Pero nos encontraríamos con algo más. Encontraríamos que la economía comenzaría a mezclarse con otras disciplinas, como la medicina, el estudio de las patologías corporales y psiquiátricas, así como con la epidemiología,[317] el estudio de las tendencias a la enfermedad del conjunto de la población. En el siglo XIX, el fisiólogo alemán Rudolf Virchow observó en cierta ocasión que la política es medicina en toda su amplitud y hoy podríamos extender esa afirmación a la economía. Una vez derribados los muros que separan cerebro y cuerpo, también caen muchas barreras entre diversas disciplinas. Con ayuda de la biología humana podríamos tender incluso un puente sobre el abismo de incomprensión que ha mantenido separadas lo que el científico y novelistas C. P. Snow ha llamado las «dos culturas» de la ciencia y las humanidades.[318]

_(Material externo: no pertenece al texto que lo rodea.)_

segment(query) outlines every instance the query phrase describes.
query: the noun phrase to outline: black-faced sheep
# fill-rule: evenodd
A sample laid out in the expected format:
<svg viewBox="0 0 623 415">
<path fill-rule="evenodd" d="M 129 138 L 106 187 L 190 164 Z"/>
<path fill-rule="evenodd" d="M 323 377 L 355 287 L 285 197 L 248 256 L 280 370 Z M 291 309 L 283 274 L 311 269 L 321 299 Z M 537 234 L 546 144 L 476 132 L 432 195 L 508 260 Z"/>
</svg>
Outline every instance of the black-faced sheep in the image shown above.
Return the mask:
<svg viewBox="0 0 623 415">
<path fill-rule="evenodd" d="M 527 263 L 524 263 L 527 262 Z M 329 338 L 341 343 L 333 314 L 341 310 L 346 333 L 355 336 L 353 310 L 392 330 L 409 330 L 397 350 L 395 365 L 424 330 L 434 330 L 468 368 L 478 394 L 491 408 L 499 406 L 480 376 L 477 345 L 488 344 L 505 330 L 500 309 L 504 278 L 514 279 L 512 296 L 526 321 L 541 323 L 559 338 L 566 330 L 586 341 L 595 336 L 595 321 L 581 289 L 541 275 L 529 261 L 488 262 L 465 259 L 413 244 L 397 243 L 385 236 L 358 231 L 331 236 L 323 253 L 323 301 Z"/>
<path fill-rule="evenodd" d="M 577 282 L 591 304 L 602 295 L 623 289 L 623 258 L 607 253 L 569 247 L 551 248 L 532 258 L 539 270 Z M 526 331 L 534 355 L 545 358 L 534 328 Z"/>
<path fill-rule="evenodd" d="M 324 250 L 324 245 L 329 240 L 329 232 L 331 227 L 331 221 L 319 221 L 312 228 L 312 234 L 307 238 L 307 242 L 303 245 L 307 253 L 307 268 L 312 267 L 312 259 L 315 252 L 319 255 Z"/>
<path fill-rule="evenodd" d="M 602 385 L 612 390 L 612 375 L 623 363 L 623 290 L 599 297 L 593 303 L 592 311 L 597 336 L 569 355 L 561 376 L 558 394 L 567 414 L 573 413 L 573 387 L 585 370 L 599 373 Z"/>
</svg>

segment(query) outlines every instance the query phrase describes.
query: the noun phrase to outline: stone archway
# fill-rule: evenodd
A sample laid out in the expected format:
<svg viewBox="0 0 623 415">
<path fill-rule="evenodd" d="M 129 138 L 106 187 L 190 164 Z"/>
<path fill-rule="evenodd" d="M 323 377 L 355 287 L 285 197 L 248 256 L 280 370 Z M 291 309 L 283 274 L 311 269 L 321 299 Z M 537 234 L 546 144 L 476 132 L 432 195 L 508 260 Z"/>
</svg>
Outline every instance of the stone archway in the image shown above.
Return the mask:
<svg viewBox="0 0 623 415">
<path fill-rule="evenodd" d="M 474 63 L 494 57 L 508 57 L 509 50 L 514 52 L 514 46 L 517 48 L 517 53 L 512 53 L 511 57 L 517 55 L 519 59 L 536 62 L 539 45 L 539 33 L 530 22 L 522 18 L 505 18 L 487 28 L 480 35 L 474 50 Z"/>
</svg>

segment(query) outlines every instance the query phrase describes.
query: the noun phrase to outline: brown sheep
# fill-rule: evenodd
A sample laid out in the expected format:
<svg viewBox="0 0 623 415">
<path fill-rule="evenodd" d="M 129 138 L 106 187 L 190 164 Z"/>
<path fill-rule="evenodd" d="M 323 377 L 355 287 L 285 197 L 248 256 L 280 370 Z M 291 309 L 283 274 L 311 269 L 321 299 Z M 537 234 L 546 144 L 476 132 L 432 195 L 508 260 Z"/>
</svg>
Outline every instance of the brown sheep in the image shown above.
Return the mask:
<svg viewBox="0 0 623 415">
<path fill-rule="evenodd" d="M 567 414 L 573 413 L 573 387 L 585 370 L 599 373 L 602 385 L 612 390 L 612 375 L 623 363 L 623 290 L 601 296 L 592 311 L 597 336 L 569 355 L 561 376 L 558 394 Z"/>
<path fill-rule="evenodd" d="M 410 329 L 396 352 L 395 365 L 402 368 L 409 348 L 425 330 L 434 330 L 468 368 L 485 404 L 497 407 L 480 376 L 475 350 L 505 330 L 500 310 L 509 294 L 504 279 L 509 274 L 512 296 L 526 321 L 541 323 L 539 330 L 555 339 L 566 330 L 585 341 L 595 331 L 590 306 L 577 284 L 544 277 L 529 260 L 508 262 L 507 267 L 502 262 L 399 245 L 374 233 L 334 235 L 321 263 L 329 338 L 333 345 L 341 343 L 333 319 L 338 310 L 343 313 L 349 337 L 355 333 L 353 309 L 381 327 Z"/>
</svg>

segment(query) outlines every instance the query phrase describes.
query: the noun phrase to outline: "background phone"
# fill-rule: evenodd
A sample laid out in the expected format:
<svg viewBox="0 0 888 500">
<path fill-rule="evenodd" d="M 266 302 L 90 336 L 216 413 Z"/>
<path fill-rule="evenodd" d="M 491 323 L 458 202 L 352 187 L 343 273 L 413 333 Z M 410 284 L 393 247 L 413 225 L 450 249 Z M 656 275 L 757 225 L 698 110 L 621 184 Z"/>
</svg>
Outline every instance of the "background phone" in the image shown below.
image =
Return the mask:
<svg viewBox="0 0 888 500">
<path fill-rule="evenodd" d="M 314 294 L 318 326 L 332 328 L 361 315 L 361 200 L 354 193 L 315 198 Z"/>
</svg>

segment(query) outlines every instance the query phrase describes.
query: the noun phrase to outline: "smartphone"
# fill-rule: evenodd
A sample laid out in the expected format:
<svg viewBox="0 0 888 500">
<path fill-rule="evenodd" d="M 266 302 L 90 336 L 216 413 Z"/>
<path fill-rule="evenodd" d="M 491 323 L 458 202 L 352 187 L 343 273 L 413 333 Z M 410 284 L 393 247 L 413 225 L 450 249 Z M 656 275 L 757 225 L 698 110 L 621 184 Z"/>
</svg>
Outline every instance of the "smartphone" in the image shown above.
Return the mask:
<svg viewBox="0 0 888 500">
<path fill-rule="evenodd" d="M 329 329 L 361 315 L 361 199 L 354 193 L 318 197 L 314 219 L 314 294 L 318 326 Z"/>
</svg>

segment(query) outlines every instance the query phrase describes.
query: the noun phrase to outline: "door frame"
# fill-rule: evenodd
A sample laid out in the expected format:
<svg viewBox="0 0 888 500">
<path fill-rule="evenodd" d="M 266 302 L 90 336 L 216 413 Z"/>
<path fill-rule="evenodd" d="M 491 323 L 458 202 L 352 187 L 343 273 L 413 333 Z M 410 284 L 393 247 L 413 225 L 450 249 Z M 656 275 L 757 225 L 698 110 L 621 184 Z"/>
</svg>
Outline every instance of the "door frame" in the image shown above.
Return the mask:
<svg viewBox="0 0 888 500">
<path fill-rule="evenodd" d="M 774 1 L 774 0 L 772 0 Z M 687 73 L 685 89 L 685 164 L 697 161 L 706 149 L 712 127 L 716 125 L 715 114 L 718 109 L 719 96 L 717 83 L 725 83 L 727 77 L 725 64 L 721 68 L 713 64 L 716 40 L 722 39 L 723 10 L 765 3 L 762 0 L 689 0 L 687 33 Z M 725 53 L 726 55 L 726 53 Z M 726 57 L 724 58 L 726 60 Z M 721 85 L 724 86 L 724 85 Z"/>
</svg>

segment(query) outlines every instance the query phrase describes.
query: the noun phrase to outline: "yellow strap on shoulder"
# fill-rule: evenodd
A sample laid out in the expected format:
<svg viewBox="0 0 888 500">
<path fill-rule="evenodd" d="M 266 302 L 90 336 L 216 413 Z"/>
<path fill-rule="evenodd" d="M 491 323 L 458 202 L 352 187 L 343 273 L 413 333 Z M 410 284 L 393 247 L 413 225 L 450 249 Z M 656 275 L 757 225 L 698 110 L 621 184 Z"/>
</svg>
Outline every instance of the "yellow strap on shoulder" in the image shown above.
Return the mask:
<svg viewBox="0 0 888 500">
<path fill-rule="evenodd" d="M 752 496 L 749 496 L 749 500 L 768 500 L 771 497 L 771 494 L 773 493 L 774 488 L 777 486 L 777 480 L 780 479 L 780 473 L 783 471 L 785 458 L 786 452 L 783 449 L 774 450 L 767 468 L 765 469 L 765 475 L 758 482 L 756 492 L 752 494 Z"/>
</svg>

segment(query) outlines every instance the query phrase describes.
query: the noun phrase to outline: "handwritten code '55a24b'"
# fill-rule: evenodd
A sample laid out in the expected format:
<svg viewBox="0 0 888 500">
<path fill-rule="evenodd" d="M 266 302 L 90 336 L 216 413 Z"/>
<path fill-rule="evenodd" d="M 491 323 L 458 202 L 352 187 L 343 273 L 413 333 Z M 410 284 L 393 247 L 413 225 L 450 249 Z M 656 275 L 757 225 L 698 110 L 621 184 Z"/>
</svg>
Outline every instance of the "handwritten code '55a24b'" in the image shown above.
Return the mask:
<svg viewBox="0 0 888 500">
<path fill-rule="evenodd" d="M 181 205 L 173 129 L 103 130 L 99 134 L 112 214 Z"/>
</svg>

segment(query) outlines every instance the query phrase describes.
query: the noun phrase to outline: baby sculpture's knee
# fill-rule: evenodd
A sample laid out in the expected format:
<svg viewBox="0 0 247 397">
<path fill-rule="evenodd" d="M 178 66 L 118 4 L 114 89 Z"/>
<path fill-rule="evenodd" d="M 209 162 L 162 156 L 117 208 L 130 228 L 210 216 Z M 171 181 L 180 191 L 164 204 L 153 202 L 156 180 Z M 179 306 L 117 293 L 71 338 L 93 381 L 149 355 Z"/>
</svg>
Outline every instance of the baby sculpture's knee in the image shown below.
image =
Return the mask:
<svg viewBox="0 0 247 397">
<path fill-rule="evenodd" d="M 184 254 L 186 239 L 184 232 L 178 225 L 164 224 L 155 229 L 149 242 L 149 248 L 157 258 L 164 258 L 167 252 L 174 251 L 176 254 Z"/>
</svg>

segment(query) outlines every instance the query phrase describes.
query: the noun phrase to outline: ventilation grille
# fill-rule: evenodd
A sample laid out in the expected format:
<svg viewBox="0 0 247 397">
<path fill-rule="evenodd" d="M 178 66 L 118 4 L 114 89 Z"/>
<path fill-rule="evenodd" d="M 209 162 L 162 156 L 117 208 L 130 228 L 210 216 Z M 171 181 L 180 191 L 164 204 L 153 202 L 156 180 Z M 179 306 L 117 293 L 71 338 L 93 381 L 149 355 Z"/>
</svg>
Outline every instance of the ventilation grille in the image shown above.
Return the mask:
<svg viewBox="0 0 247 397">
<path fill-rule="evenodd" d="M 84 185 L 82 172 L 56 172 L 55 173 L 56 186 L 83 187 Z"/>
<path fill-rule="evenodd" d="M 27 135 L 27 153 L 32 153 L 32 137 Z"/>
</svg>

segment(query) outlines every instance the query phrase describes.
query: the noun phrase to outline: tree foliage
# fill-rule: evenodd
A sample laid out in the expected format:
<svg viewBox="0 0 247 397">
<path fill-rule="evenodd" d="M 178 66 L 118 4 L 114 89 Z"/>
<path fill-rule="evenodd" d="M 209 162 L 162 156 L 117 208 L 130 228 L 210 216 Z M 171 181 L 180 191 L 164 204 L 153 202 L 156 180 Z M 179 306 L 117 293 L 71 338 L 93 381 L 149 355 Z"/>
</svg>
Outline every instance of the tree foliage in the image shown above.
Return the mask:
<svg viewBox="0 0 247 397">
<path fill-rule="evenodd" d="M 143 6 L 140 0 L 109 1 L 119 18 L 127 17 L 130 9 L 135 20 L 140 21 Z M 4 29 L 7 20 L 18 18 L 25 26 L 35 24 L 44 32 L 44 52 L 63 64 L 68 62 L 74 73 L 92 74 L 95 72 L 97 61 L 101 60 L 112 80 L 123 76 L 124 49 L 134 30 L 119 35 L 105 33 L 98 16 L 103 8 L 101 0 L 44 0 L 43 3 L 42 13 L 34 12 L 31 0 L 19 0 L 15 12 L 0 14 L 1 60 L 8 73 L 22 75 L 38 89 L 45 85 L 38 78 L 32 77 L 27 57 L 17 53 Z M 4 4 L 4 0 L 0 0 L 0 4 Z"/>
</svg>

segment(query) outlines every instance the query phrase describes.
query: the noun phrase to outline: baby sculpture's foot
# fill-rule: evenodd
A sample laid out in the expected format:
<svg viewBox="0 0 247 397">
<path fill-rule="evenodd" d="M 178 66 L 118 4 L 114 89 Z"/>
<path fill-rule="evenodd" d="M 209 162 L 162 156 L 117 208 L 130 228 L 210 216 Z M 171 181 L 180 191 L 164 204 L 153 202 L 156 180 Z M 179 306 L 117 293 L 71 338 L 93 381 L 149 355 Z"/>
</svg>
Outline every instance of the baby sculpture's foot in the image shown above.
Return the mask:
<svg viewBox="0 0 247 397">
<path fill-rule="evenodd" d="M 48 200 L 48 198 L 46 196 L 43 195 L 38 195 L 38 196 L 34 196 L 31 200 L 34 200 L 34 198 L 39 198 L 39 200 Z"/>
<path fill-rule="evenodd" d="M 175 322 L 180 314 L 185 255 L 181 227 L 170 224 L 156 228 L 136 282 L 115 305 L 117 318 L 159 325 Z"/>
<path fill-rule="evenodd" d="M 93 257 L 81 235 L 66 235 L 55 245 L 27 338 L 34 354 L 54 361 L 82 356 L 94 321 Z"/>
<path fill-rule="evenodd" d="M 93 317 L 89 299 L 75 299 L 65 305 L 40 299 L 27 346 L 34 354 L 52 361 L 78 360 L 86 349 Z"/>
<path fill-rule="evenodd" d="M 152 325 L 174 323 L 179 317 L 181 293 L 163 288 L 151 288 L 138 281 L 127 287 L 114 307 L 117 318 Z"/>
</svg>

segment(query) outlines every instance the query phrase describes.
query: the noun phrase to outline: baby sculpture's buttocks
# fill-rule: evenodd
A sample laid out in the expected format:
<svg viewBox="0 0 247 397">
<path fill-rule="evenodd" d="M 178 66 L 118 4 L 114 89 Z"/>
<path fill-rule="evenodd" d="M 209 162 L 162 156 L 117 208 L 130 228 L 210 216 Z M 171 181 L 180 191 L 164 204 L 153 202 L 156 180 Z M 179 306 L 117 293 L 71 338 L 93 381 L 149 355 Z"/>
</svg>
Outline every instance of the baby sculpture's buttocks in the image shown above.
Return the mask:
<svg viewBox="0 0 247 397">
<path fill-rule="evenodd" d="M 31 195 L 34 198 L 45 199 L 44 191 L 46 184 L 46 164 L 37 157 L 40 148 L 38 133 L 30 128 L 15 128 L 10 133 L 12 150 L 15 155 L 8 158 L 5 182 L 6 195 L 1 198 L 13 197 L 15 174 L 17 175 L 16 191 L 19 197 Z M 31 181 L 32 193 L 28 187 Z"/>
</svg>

En el plano personal, la introducción de la biología en la comprensión de nosotros mismos trascendería los meros momentos de reconocimiento de Aristóteles, pues contribuiría al desarrollo de una habilidad muy necesaria para la interpretación y el control del entusiasmo, la fatiga, la ansiedad y el estrés que nos embargan. En el templo de Delfos estaba inscrita la máxima «Conócete a ti mismo», lo que en nuestros días significa cada vez más «conoce tu bioquímica». Este conocimiento no resulta ser una experiencia deshumanizada. En absoluto. Es una experiencia liberadora.